Are there any potential problems with leaked resources if I don’t explicitly wait for the future when I know that a cancellation has been received? Will the workflow activity stop executing as expected when its context is canceled, or do I need to explicitly do selector.Select(ctx) again in the branch where canceled == true?

I also noticed that there is an activity option called WaitForCancellation. Can you briefly explain what’s its purpose, as I can’t really understand it from the documentation?

Hello, I was wondering if what I’m doing is correct in my workflow code

Kinda. From ExecuteActivity docs, that will send a cancel to the activity properly.

But assuming your code is the actual code, activities are automatically cancelled on workflow completion, you don’t have to explicitly cancel them. Also, workflows can be cancelled themselves with a client call, you don’t have to use a signal.

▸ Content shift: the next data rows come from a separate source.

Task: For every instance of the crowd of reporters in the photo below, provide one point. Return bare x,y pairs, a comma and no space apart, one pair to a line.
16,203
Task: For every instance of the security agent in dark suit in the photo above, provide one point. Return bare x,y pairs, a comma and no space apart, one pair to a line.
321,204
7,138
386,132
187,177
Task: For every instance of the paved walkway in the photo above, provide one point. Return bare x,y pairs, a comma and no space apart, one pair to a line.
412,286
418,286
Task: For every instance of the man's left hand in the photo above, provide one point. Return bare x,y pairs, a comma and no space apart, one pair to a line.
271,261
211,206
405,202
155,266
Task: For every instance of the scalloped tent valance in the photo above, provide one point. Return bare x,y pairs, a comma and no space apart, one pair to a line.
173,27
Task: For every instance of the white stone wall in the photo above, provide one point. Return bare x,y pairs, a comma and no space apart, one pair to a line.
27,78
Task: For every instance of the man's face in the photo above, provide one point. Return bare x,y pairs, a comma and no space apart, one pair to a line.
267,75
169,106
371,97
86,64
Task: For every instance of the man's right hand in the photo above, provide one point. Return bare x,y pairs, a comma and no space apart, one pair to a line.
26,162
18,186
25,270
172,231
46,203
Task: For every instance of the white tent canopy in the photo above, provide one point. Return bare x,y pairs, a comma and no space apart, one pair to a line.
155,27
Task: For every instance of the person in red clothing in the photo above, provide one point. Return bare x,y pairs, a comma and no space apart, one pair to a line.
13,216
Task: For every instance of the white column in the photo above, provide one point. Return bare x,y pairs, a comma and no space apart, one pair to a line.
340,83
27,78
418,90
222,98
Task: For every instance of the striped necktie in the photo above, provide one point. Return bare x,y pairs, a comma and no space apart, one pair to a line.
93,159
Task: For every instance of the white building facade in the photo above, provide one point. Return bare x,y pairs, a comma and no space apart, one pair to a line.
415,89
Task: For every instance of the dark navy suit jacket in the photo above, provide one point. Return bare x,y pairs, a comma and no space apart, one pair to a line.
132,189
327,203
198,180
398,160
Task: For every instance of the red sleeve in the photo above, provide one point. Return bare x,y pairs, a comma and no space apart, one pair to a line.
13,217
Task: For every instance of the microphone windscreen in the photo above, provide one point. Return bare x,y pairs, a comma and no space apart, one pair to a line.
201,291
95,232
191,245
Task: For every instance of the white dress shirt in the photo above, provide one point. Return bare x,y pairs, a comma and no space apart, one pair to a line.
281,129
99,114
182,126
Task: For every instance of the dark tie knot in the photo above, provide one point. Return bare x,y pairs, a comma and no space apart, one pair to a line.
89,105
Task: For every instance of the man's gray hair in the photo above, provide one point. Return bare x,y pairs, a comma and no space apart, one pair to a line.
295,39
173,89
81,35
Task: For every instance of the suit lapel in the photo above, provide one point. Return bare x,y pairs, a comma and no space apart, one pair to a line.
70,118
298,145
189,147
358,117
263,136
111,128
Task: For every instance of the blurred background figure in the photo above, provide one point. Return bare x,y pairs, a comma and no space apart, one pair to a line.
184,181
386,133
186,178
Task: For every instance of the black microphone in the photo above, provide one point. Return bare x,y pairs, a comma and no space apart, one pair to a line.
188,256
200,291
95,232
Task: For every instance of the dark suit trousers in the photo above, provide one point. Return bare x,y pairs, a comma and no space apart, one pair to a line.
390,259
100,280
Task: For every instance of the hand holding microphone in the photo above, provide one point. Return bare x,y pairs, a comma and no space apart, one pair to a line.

Are there any potential problems with leaked resources if I don’t explicitly wait for the future when I know that a cancellation has been received?

Nothing is “leaked”, workflows clean themselves up after completion. Waiting for the future or not does not affect the activity.

Will the workflow activity stop executing as expected when its context is canceled

That depends on whether your activity respects cancellation of its context. But yes, its context is cancelled.

I also noticed that there is an activity option called WaitForCancellation. Can you briefly explain what’s its purpose, as I can’t really understand it from the documentation?

When cancelling an activity and then calling Get on the future, you would get a cancelled error without waiting on whether the activity actually completed when it was cancelled via its context. Setting this to true makes sure it does wait.

Some workflows may want to know when an activity is actually complete after being sent a cancellation before continuing on (e.g. if one activity needs to cleanup some resources before another is run).

Very informative answer, thanks @Chad_Retz

No, this is not my actual workflow code - I need to execute cleanup activities, thus I’m using a signal. I think I prefer that over working with detached workflow contexts, as terminating a workflow via client actually works as an immediate termination.

Sorry for not making that clearer, but in terms of “leaking resources” I was mainly referring to whether or not running activities will actually receive cancelation during the cleanup phase. We will be running lots of workflows, and I don’t want workers to spend unnecessary time working on canceled activities - it was unclear to me if I had to execute future.Get on a canceled future in order to properly cancel its underlying activity. Can you confirm that particular case as well?

We will be running lots of workflows, and I don’t want workers to spend unnecessary time working on canceled activities

Internally, activities are told whether they are cancelled during heartbeats. So make sure all activities heartbeat. This is not any extra worker work so long as your activities react properly to their context being cancelled.

it was unclear to me if I had to execute future.Get on a canceled future in order to properly cancel its underlying activity. Can you confirm that particular case as well?

Waiting for the future or not does not affect the activity. You do not have to wait on an activity future for the activity to receive its cancellation.

Thanks again! I will make sure I’m setting up frequent heartbeats.